Il settore alberghiero è oggi in attenzione per la nostra economia: gestioni ereditarie possono interagire con il territorio e con le persone che il territorio lo vivono e lo rendono vivo; proprietari terrieri, di immobili, attività e aziende agricole riescono a sintetizzare in una camera da letto, in un salotto davanti al camino, la responsabilità che portano dando lavoro agli abitanti della zona, accogliendo gli ospiti stranieri. Come la moda, il settore alberghiero è la migliore immagine che l’Italia riesce a dare di se stessa – ma se la moda diventa globale rischiando di perdere la definizione di lusso, l’albergo riesce a ritrovare nella sua peculiarità locale, l’unicità su cui il lusso vuole ancora valorizzarsi.

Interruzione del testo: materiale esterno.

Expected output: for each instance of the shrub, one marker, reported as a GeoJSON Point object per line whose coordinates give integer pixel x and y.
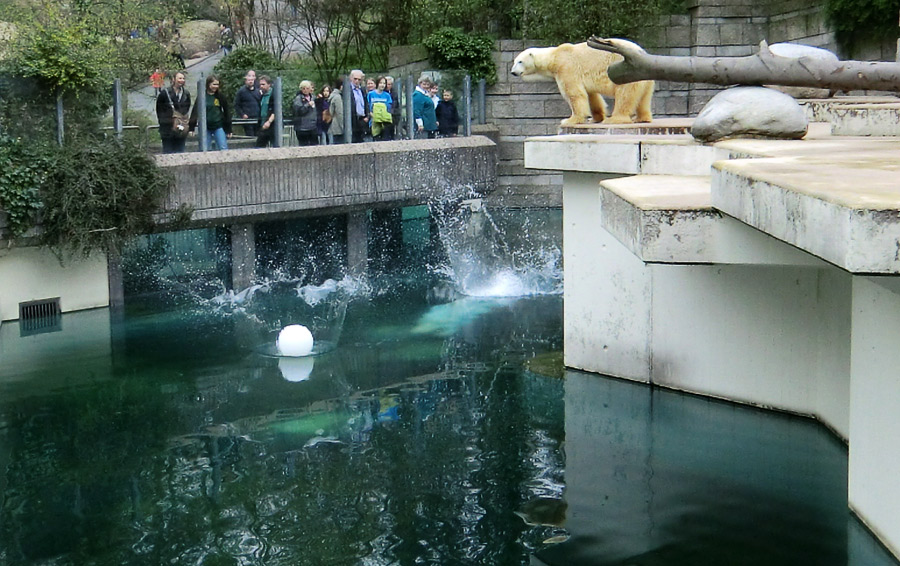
{"type": "Point", "coordinates": [451, 48]}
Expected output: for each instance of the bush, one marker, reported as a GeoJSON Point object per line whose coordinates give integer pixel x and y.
{"type": "Point", "coordinates": [854, 21]}
{"type": "Point", "coordinates": [451, 48]}
{"type": "Point", "coordinates": [97, 197]}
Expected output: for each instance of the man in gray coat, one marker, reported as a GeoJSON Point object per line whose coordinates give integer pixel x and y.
{"type": "Point", "coordinates": [336, 107]}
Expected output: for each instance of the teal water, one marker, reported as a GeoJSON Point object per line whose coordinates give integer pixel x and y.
{"type": "Point", "coordinates": [423, 435]}
{"type": "Point", "coordinates": [422, 439]}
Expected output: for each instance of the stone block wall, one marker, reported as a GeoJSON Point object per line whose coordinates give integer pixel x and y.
{"type": "Point", "coordinates": [732, 28]}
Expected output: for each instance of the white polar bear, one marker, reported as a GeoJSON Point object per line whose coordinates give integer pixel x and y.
{"type": "Point", "coordinates": [580, 73]}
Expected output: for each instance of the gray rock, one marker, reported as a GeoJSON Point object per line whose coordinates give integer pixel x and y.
{"type": "Point", "coordinates": [796, 50]}
{"type": "Point", "coordinates": [750, 112]}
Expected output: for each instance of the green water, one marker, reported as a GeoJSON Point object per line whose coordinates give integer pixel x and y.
{"type": "Point", "coordinates": [421, 439]}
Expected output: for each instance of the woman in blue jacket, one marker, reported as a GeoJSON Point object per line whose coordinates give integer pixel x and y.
{"type": "Point", "coordinates": [423, 110]}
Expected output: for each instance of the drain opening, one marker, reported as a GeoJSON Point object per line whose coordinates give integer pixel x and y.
{"type": "Point", "coordinates": [36, 317]}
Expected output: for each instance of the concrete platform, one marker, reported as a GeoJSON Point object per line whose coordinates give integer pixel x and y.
{"type": "Point", "coordinates": [776, 286]}
{"type": "Point", "coordinates": [670, 219]}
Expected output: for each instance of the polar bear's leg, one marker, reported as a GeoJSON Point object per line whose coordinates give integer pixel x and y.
{"type": "Point", "coordinates": [627, 98]}
{"type": "Point", "coordinates": [598, 107]}
{"type": "Point", "coordinates": [576, 96]}
{"type": "Point", "coordinates": [644, 113]}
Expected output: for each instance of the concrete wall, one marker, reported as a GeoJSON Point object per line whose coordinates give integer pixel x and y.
{"type": "Point", "coordinates": [246, 184]}
{"type": "Point", "coordinates": [32, 273]}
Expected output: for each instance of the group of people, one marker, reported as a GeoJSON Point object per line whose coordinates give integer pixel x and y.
{"type": "Point", "coordinates": [318, 118]}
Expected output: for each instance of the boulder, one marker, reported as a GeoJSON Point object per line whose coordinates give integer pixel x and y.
{"type": "Point", "coordinates": [796, 50]}
{"type": "Point", "coordinates": [750, 112]}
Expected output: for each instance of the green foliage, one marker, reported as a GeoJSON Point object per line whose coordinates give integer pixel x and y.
{"type": "Point", "coordinates": [576, 20]}
{"type": "Point", "coordinates": [854, 21]}
{"type": "Point", "coordinates": [231, 69]}
{"type": "Point", "coordinates": [451, 48]}
{"type": "Point", "coordinates": [63, 55]}
{"type": "Point", "coordinates": [23, 170]}
{"type": "Point", "coordinates": [97, 197]}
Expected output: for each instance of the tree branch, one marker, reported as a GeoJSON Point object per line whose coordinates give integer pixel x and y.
{"type": "Point", "coordinates": [764, 68]}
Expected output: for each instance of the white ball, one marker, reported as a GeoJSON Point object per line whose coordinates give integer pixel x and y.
{"type": "Point", "coordinates": [294, 340]}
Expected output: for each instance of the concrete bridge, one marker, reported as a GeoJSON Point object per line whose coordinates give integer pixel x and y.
{"type": "Point", "coordinates": [238, 188]}
{"type": "Point", "coordinates": [761, 271]}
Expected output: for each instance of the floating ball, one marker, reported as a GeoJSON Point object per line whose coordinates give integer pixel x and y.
{"type": "Point", "coordinates": [294, 340]}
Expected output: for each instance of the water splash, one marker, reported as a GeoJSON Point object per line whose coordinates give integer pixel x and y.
{"type": "Point", "coordinates": [490, 256]}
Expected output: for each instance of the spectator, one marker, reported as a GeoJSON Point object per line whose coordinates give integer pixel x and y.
{"type": "Point", "coordinates": [423, 110]}
{"type": "Point", "coordinates": [246, 102]}
{"type": "Point", "coordinates": [360, 119]}
{"type": "Point", "coordinates": [266, 134]}
{"type": "Point", "coordinates": [447, 116]}
{"type": "Point", "coordinates": [218, 116]}
{"type": "Point", "coordinates": [174, 99]}
{"type": "Point", "coordinates": [226, 39]}
{"type": "Point", "coordinates": [304, 107]}
{"type": "Point", "coordinates": [433, 94]}
{"type": "Point", "coordinates": [323, 116]}
{"type": "Point", "coordinates": [380, 104]}
{"type": "Point", "coordinates": [157, 79]}
{"type": "Point", "coordinates": [396, 109]}
{"type": "Point", "coordinates": [336, 107]}
{"type": "Point", "coordinates": [176, 49]}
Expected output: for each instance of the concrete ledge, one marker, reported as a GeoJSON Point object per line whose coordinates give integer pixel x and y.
{"type": "Point", "coordinates": [838, 201]}
{"type": "Point", "coordinates": [624, 155]}
{"type": "Point", "coordinates": [245, 184]}
{"type": "Point", "coordinates": [670, 219]}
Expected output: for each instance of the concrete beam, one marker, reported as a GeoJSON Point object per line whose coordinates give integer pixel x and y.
{"type": "Point", "coordinates": [248, 184]}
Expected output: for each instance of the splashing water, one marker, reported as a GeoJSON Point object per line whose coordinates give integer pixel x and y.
{"type": "Point", "coordinates": [490, 257]}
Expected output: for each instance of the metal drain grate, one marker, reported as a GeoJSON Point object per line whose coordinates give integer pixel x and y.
{"type": "Point", "coordinates": [40, 316]}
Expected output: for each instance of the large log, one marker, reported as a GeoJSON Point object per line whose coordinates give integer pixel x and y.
{"type": "Point", "coordinates": [764, 68]}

Vorremmo percorrere tutte le strade di Italia come fossero andane – e forse questo possa essere un invito alla signora Moretti a regalarci altre andane, lungo tutte i confini delle sue proprietà – per l’intanto, noi posteggiamo la macchina sotto le sue pergole. Tra i piedi, c’è ancora la sabbia dopo il bagno in mare sulle suole di paglia. I capelli biondi arricciati dal sale, una scappottabile per una canzone italiana. Una scalinata porta alla veranda che collega la casa ducale al corpo della piscina e alla corte delle altre stanze. Il vento arriva dal Tirreno e muove in melodia le foglie dei tigli – anche se è agosto, i fiori bianchi lasciano posto al profumo dell’ombra. Le cicale regalano il silenzio, dopo l’euforia di giugno. La cena sui tavoli battuti in ferro, sotto luci a filo appese tra i rami come una balera di campagna dove la nonna si innamorava di chi ci avrebbe generato. Un gatto è smorfioso, fa le fusa – e per quanto miagoli alla cucina stellata di Bartolini e se ne lusinghi i baffi, il gatto preferisce le zampe nude e le unghie nella terra rossa di toscana a qualsiasi aria condizionata. La camera al secondo piano potrebbe esser quelle un tempo abitata dal duca: cinque finestre aprono su tre lati – nessuna zanzara quando si spalancano sulla notte, ancora sulle foglie del tiglio. Il vino è il sangue italiano color rubino, il resto sfuma dal topazio – ancora, come quei capelli lunghi di donna arricciati dal sale – di mattina, al risveglio, le uova sì, sono più gialle del sole. Una brioche è ripiena di crema pasticcera come nessuna bomba calda per bambini in spiaggia. Le mura sono più rosa del tramonto di ieri, ma negli occhi ora resta la luce del giorno nuovo, il colore dell’oro per le tonalità di Toscana.